We also reassure ourselves of a lot of things.
My kids are going to thank me for this one day.
My kids are going to understand one day.
But for me, it’s something else.
My kids are going to remember this one day.
By “this,” I mean all of it. The good and the bad.
I have become acutely, almost obsessively aware of the concept of memory as I raise my kids. So much of parenting is remembering how we were parented. To be able to recall certain memories now as adults suggests a resonance and permanence, for better or for worse. And what we’ve retained — for whatever reason — becomes a teachable lesson on what type of parenting to duplicate or what to consciously avoid.
In two vastly different ways, my parents have provided object lessons in how memory can profoundly shape your life. My memories of my dad are overwhelmingly positive. His death two years ago has all but assured the frequency and clarity of my fond memories of him. Unfortunately, any recall I have of my abusive mother is even more vivid and unforgiving in its detail. The bad memories have lingered far longer than I would have hoped.
What will our kids remember about their childhoods? What will they remember about us as parents?
Memory can be a reminder that we should keep doing the good things and to take a pause if we seem to be veering toward creating the type of memories that don’t illuminate us in the best light.

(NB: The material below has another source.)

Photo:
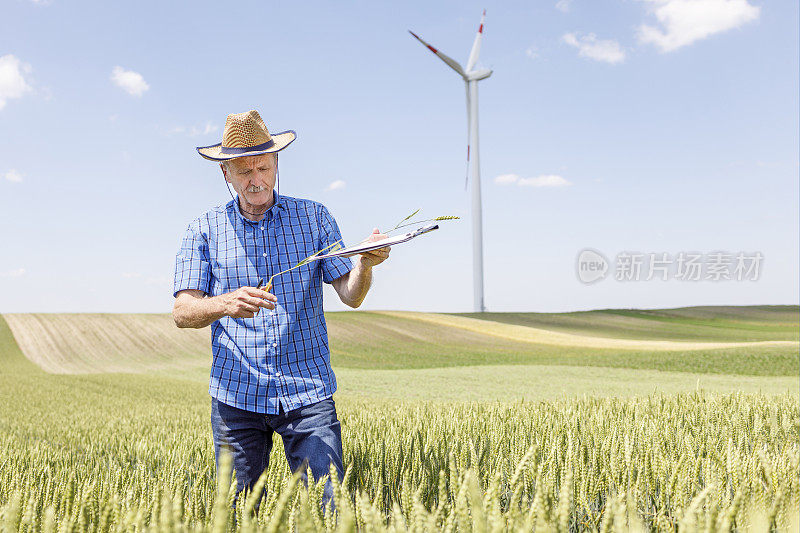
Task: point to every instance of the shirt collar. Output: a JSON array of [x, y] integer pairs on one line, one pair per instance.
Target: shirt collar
[[272, 212]]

There are days I want do-overs because I lost my cool, said the wrong thing, or didn’t do anything. I have moments of frustration where I am positively fraying at the edges. And there is almost immediate regret for how I handled a situation when I consider the staying power of such a moment. But this role of memory isn’t debilitating or about trying to achieve an impossible standard of perfect parenting. Rather, it’s a necessary reminder and warning that I should simply strive to parent in a way that doesn’t leave a memory in want of erasure.
As adults, we are in charge of our own happiness. But as parents to little kids, WE are the memory makers. And the role of memory asks us to approach this job with an almost mathematical calculation of how all the little things add up. The singular and cumulative impact of the things we do to/for our kids, the things we say, the way we made them feel. They will remember it.

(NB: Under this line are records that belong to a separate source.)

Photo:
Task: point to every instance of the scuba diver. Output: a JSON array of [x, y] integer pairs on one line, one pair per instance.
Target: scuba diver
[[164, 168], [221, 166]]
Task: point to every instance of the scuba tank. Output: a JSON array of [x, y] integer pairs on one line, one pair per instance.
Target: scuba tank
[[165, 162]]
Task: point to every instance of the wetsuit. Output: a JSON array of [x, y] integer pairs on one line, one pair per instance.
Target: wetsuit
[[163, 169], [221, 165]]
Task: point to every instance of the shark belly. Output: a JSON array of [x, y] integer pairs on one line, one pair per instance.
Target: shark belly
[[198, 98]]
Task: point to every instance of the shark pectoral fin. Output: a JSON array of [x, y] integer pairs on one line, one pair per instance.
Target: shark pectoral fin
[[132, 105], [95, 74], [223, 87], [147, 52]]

We tend to think of the good memories residing in the big moments such as Christmas mornings and that most monumental of undertakings that is vacationing with kids. And it certainly does. But memory-making is just as deeply infused in the smaller, everyday moments. The promise of impromptu dance parties. The reassurance of your response when they are vulnerable and in need. When your kids get hurt and you present them with multiple choices of a.) a big hug b.) a band-aid c.) a cookie, what will endure in their memory is the fond recall of knowing that mom’s answer to their pain points was always d.) all of the above.

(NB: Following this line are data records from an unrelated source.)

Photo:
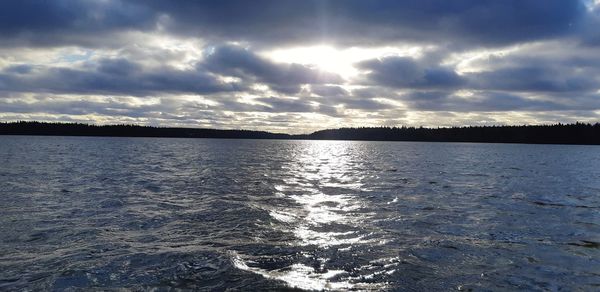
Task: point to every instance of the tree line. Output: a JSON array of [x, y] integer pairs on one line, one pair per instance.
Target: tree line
[[577, 133]]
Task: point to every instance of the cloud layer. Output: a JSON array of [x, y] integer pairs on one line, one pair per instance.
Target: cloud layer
[[211, 63]]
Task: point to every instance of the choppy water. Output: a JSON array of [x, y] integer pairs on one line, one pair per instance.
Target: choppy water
[[269, 215]]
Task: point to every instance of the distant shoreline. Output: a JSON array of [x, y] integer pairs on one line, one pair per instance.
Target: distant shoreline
[[578, 133]]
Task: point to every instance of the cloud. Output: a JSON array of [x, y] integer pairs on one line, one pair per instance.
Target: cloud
[[111, 76], [404, 72], [211, 63], [267, 22], [242, 63]]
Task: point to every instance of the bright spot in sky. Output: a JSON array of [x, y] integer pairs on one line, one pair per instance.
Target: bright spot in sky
[[339, 61]]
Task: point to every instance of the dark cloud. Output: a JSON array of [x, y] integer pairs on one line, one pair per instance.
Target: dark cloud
[[533, 79], [112, 76], [479, 101], [404, 72], [367, 22], [478, 22], [518, 74]]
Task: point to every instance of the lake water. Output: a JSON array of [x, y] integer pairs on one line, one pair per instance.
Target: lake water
[[142, 213]]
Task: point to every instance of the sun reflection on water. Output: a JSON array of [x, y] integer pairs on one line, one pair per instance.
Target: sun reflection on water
[[322, 184]]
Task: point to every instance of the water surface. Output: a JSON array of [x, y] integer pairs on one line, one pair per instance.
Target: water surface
[[208, 214]]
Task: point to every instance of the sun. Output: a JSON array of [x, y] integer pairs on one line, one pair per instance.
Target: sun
[[340, 61], [326, 58]]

Or maybe it’s during Act III of Bedtime when your kids are performing their latest dramatization of masterful stalling tactics. Every once in a while, it could compel you to stick around longer. Because your kids will remember the extra minutes you devoted to one more book, how you let them breathe in the smell of your shampoo, and that last ounce of patience when they are at their most inquisitive by posing such pressing questions like, “What do badgers eat?”
We hope our kids will remember how we protectively offered the crook of our arm as a reliable place to burrow in fear. We want them to have the memory of how we offered our terribly off-key singing for an easy laugh, and the grace of forgiveness we showed anytime permanent marker was involved. This crafting of memory, the ways in which we actively shape how we want our kids to remember us, is what sustains them in adulthood.
So for me, the notion of memory compels me to sit up a bit straighter in parenting my kids. To weigh my words carefully. To be mindful of how I engage with them. To give them an extra minute or a little more understanding.
They are watching, taking it in, and they will remember.